= Classis Britannica =

Provincial naval fleet of ancient Rome

The Classis Britannica (literally, British fleet, in the sense of 'the fleet in British waters' or 'the fleet of the province of Britannia', rather than 'the fleet of the state of Britain') was a provincial naval fleet of the navy of ancient Rome. Its purpose was to control the English Channel and the waters around the Roman province of Britannia. Unlike modern (and some contemporary Roman) "fighting navies", its job was largely the logistical movement of personnel and support, and keeping open communication routes across the Channel.

There is no literary reference in the classical historians to the Classis Britannica by that name, and archaeological evidence is also tantalizingly scant (although tiles stamped CLBR are common along the east Kent coast and in London, suggesting either government buildings or an early instance of army surplus), meaning that details of its history and form are unfortunately based on a large degree of interpretation.

==History==
===Invasion===
A fleet was originally raised for the invasion of Britain under Claudius, with the task of bringing an invasion force of 40,000 men from the Roman army, plus supplies, to Great Britain. It continued after the successful invasion to provide support for the army, shuttling massive quantities of supplies across the English Channel.

===Conquest===
This fleet played a major role in the subsequent conquest of Britannia. However, Tacitus states that strangely, about twenty years after the invasion, it was not present at Suetonius Paulinus's crossing of the Menai Strait to Anglesey (also known as Ynys Môn) before the Boudican Rebellion. This suggests the force was still occupied in the Channel area, unsuitable to the long voyage up to the north of Wales, or too small by then to offer any useful level of support to the ground troops.

In the Flavian period what had been raised initially as a temporary invasion fleet was formalised as the Classis Britannica and made permanent in statute. Also in the Flavian period, under the governor Agricola, it circumnavigated Caledonia (Scotland), and in 83 attacked its eastern coast. One year later the fleet is recorded as having reached the Orkney Islands.

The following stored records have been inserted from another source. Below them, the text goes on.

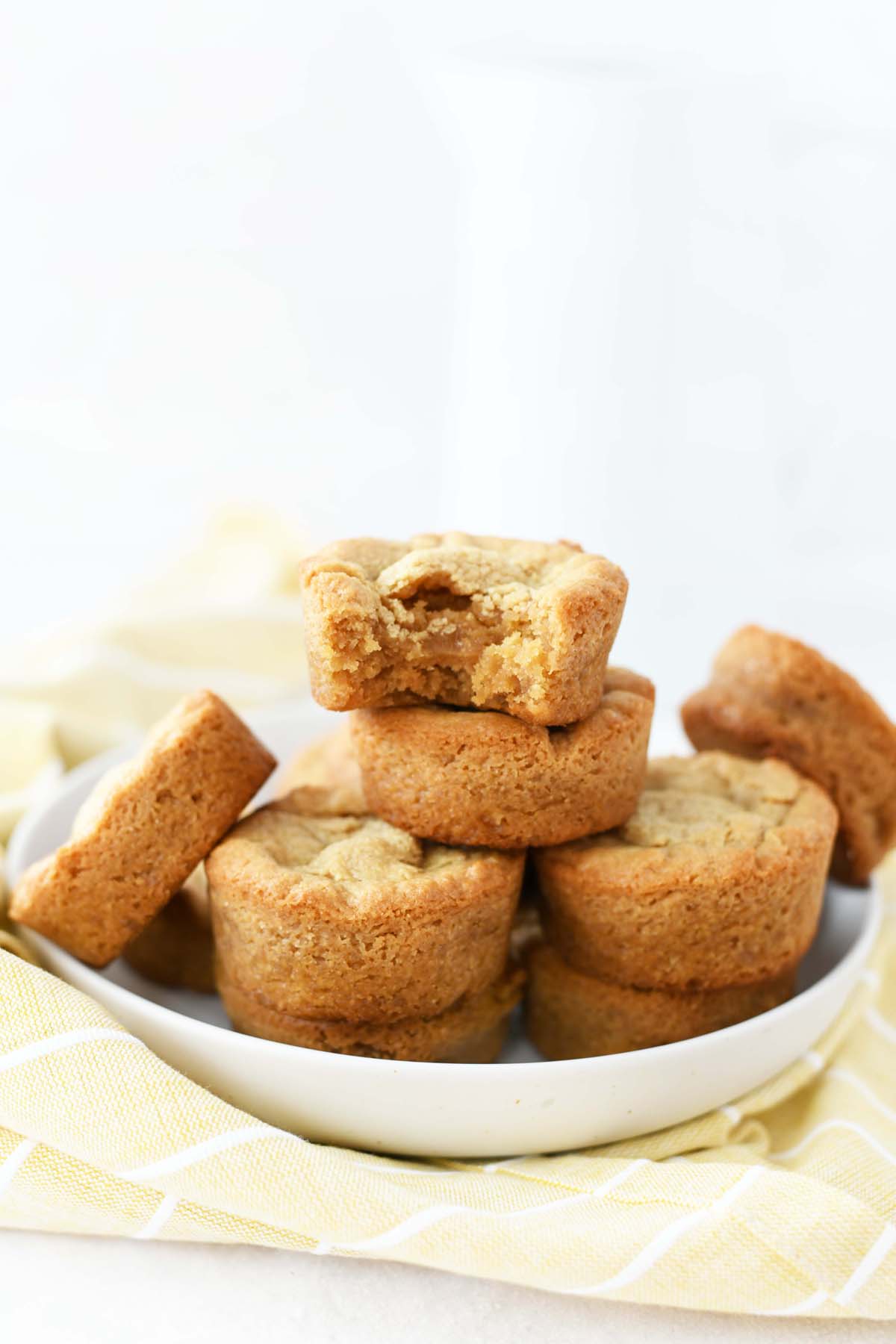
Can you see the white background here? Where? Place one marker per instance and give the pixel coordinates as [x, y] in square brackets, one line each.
[615, 272]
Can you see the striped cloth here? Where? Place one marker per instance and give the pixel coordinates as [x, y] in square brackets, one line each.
[781, 1203]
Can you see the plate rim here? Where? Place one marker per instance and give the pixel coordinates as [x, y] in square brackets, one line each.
[258, 719]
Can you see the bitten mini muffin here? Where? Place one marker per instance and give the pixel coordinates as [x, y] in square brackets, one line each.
[573, 1016]
[770, 695]
[144, 830]
[348, 918]
[716, 880]
[461, 620]
[477, 777]
[176, 948]
[469, 1033]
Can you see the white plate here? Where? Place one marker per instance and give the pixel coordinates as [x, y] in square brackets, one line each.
[520, 1105]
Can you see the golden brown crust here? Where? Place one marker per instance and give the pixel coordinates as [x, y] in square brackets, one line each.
[470, 1031]
[716, 880]
[346, 917]
[574, 1016]
[477, 777]
[517, 626]
[144, 830]
[771, 695]
[176, 948]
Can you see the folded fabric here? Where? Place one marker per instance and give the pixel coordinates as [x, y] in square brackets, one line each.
[781, 1203]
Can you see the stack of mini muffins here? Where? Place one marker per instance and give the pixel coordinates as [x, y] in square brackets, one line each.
[374, 907]
[485, 721]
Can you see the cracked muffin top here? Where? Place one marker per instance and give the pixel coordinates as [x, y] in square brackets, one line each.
[715, 801]
[300, 850]
[519, 626]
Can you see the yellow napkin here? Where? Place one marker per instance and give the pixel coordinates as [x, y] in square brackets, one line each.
[782, 1203]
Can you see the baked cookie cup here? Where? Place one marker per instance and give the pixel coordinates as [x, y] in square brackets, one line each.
[349, 918]
[477, 777]
[574, 1016]
[144, 830]
[716, 880]
[519, 626]
[774, 697]
[472, 1031]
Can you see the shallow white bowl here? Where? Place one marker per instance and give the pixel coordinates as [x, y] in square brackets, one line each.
[520, 1105]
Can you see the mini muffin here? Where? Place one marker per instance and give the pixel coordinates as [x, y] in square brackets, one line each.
[329, 765]
[573, 1016]
[479, 777]
[469, 1033]
[144, 830]
[517, 626]
[716, 880]
[348, 918]
[771, 695]
[176, 948]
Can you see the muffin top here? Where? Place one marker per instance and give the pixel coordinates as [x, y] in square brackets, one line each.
[458, 562]
[714, 801]
[302, 848]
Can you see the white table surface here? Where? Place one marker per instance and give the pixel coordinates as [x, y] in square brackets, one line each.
[82, 1290]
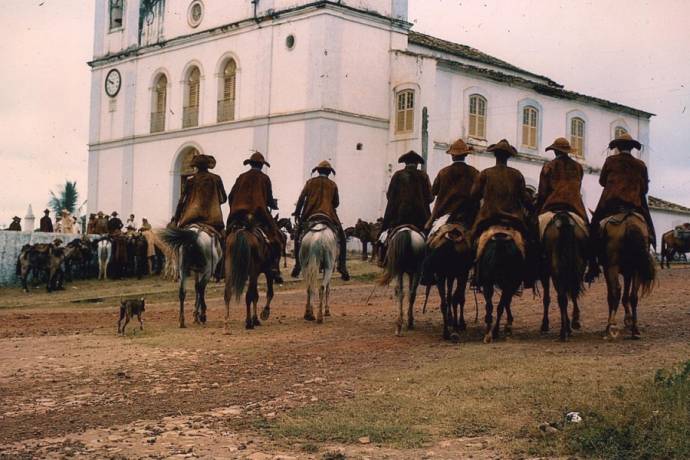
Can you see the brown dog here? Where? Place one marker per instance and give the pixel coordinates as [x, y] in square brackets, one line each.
[129, 308]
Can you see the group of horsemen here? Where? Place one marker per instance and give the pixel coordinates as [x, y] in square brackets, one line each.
[477, 200]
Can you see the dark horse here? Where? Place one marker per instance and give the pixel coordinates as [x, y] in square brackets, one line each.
[450, 257]
[501, 263]
[625, 252]
[564, 246]
[248, 255]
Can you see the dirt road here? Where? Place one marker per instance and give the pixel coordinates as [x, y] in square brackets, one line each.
[70, 386]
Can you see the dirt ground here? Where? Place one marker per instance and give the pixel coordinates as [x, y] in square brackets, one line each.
[69, 386]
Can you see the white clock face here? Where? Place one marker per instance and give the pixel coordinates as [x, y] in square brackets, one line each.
[113, 83]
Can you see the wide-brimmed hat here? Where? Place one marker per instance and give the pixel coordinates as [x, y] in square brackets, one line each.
[324, 165]
[561, 144]
[203, 161]
[411, 157]
[459, 148]
[257, 158]
[502, 146]
[624, 140]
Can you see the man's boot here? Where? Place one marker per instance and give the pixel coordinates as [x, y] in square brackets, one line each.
[342, 258]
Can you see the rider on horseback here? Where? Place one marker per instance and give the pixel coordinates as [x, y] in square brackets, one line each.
[319, 199]
[202, 195]
[626, 184]
[452, 189]
[506, 202]
[251, 196]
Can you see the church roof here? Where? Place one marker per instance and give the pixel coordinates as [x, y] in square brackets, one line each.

Due to the lack of serious naval opposition in the early Imperial period in the area of the fleet's operations – the invasion crossing, for example, went navally uncontested – the Classis's main role was as logistical support both to the army in Britannia, and also to armies campaigning in later years in Germania.

===Iron production===
In the Weald of south-east England stamped tiles of the Classis Britannica have been found at sites associated with the production of iron. The largest of these is at Beauport Park, near Battle, East Sussex, where more than 1000 tiles were used to roof a substantial bath house adjacent to a large iron smelting site. Other iron production sites where tiles have been found are at Bardown, near Wadhurst, Sussex, and Little Farningham Farm, near Cranbrook, Kent. Three other sites where tiles have been found had access to navigable water in Roman times, and two of them, at Bodiam, and at Boreham Bridge near Ninfield, both in Sussex have associated ironworks. The implication is that the Classis Britannica not only transported iron but was involved in its production as well.

===Hiatus===
The fleet disappears from the archaeological record towards the middle of the 3rd century but is known from contemporary sources to have continued in existence after this date.

===Carausius===

In 286, Carausius, a Roman military commander of Gaulish origins, was appointed to command the Classis Britannica, and given the responsibility of eliminating Frankish and Saxon pirates who had been raiding the coasts of Armorica and Belgic Gaul. However, he was suspected of keeping captured treasure for himself, and even of allowing the pirates to carry out raids and enrich themselves before taking action against them, and Maximian ordered his execution.

In late 286 or early 287 he learned of this sentence and responded by usurping power and declaring himself emperor of Britannia and northern Gaul. When the British fleet was attacked by a Rhine fleet representing the Roman Empire, the British fleet was victorious, showing that it must have been substantial at the time. The would-be invaders, however, blamed poor weather for their defeat.

By 300, however, Britannia was once again a part of the larger Roman Empire, and the Classis Britannica restored as a Roman imperial fleet.

===End of empire===
In the final years of Roman Britain, the fleet was devoted almost entirely to protecting the Eastern and Southern coasts of Great Britain against first piratic actions and, shortly before the withdrawal of troops from Britain, against Saxon raids against coastal towns and villages on what came to be known as the Saxon Shore. The fleet probably had some role in the operation of the Saxon Shore forts.

==Ports and harbours==
It was originally believed that the main base of the fleet was in Rutupiae (Richborough) but more recent archaeological work has uncovered one of only three surviving forts occupied by the fleet's marines at Dubris (Dover), suggesting this was in fact a major base of the Classis. It may even have been its primary base, though one of the other surviving fleet forts, at Boulogne-sur-Mer, is far larger and thus said by some to be a more likely contender than Dover for that role. Portus Adurni (which was later adapted and known as Portchester Castle) at the north of Portsmouth harbour is another contender and believed to have been at the very least a major base for the fleet.